Double stranded RNA sensing is silenced during early embryonic development.

The type I interferon response is inactive during early mammalian development and becomes functional only after gastrulation. As a result, the totipotent and pluripotent embryonic stages remain susceptible to pathogens, including viruses. Here, we demonstrate that pluripotent mouse embryonic stem cells suppress the RIG-I-like receptor sensing pathway by silencing the expression of the double stranded RNA sensor MDA5. This silencing is necessary to avoid the recognition of double stranded RNAs of endogenous origin, which accumulate in mouse embryonic stem cells.
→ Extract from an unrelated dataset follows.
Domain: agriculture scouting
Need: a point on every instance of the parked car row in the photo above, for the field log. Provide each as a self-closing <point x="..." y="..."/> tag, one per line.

Reintroducing MDA5 results in recognition of these endogenous double stranded RNAs and triggers the activation of the IFN response through IRF3. The production of interferon alters the differentiation ability of mouse embryonic stem cells, and affects the pluripotency gene expression programme, as shown by epigenetic, transcriptomic and proteomic analyses. Further, we show that zebrafish also repress MDA5 expression in early development and lack early-stage interferon activation, and that inducing double-stranded RNA-mediated signalling at this stage results in developmental defects. Altogether, we conclude that silencing the RIG-I-like receptor pathway during early development is important in preventing aberrant immune recognition of endogenous double stranded RNAs, safeguarding normal development.